The non-endoscopic diagnostic test yielded a positive return on investment, with a net present value of £964k over 10 years and a benefit-cost ratio of 1.2. To improve economic value further, optimising clinics and streamlining pathway processes is recommended.

Staff and patients found the non-endoscopic diagnostic test to be an appropriate tool for the early detection of Barrett’s oesophagus and oesophageal cancer, with both cohorts noting the importance of early detection.

Overall, the non-endoscopic diagnostic test shows promise as a screening tool for the early detection of Barrett’s oesophagus and oesophageal cancer.
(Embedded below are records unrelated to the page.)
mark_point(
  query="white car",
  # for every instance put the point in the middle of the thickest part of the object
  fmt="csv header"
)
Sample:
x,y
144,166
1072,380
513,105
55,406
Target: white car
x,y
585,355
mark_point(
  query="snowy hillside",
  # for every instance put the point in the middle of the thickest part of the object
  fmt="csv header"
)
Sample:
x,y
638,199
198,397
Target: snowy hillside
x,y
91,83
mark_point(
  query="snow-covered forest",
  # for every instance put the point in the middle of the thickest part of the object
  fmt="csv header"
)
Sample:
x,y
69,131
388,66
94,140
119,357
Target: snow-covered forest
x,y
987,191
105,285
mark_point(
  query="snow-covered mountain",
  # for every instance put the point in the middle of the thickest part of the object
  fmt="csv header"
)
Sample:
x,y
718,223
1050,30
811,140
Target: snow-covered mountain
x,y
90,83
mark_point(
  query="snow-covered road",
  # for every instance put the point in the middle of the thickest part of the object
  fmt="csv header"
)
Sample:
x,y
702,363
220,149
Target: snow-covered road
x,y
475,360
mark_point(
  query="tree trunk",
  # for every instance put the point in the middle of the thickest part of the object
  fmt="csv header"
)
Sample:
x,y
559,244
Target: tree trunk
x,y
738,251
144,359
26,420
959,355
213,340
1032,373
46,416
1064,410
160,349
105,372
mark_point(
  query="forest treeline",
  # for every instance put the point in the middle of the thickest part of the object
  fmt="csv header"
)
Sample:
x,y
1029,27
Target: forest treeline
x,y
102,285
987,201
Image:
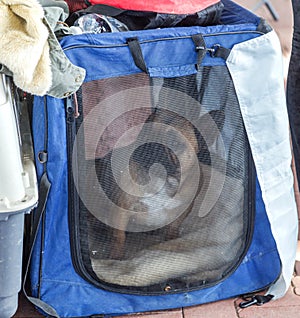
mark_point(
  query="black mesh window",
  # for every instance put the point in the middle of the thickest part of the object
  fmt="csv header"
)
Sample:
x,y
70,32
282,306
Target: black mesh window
x,y
163,177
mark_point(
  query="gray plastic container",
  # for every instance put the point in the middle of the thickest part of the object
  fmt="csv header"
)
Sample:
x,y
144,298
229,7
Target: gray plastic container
x,y
18,194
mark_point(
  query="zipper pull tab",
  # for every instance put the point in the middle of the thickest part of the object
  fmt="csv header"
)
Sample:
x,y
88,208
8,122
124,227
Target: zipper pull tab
x,y
72,108
257,300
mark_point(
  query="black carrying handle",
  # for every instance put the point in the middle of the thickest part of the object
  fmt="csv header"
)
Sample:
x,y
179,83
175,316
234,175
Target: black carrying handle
x,y
200,46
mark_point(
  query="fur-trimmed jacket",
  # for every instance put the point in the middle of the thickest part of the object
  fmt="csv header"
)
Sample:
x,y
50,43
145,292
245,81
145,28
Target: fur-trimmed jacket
x,y
30,51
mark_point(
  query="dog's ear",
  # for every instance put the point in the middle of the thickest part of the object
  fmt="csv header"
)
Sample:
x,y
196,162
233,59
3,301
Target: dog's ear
x,y
209,127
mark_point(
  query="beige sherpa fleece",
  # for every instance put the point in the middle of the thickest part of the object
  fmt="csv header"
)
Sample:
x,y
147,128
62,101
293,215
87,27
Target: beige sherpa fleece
x,y
24,49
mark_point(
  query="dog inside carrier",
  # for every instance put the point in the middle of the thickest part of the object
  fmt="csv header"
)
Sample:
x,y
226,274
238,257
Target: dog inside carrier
x,y
165,181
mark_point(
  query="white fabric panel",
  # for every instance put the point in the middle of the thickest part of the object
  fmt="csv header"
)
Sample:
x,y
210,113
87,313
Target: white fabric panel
x,y
257,73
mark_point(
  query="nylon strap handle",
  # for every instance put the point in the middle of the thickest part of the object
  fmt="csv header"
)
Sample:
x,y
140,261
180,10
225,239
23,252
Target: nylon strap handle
x,y
215,51
137,54
200,47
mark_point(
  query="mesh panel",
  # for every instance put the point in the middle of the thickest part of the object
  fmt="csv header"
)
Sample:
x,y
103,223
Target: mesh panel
x,y
162,173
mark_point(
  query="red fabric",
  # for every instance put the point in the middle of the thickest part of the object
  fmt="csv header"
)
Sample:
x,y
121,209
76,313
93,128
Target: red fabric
x,y
161,6
75,5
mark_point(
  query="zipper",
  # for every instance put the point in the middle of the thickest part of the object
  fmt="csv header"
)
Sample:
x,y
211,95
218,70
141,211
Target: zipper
x,y
73,110
71,47
72,113
44,157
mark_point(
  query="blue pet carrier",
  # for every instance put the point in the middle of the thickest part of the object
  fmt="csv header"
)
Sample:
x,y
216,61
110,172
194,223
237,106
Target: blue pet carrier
x,y
166,178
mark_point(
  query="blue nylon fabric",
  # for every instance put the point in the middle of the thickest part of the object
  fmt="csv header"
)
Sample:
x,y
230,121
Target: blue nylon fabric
x,y
60,286
115,59
260,267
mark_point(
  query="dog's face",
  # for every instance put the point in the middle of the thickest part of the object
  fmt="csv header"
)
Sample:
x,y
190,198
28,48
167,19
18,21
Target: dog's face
x,y
176,149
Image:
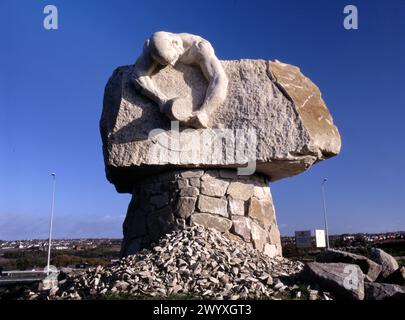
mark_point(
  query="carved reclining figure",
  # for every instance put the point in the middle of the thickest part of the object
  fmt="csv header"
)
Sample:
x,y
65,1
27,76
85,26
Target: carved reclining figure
x,y
165,48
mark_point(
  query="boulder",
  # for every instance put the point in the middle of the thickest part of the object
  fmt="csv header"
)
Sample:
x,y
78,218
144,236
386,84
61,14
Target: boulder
x,y
345,281
397,277
384,291
273,116
387,262
369,268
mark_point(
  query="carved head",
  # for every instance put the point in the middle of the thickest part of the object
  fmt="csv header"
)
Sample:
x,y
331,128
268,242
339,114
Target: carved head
x,y
166,47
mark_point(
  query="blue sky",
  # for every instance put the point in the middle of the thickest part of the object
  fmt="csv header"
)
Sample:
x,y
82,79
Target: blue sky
x,y
51,90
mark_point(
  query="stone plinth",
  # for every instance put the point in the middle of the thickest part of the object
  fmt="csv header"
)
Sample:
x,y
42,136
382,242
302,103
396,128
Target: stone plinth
x,y
240,206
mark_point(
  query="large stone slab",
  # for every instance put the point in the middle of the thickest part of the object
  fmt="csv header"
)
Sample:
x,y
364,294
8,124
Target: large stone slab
x,y
386,261
273,115
369,267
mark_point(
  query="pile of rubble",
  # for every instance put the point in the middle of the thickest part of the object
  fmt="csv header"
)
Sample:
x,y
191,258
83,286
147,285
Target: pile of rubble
x,y
191,263
356,277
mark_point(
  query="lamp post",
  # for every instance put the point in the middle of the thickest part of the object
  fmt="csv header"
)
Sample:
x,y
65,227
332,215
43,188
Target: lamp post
x,y
324,212
51,223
Finding ways to streamline the pathway would further improve the economic case for the non-endoscopic diagnostic test and make larger-scale testing more feasible.

Caveats

Missing data meant that assumptions based on literature and clinical input had to be made in some cases, impacting the quantitative, health economic, and system dynamic modelling analysis.

Extrapolations were made within the data to estimate the impact of the non-endoscopic diagnostic pathway; hence findings should be viewed with consideration.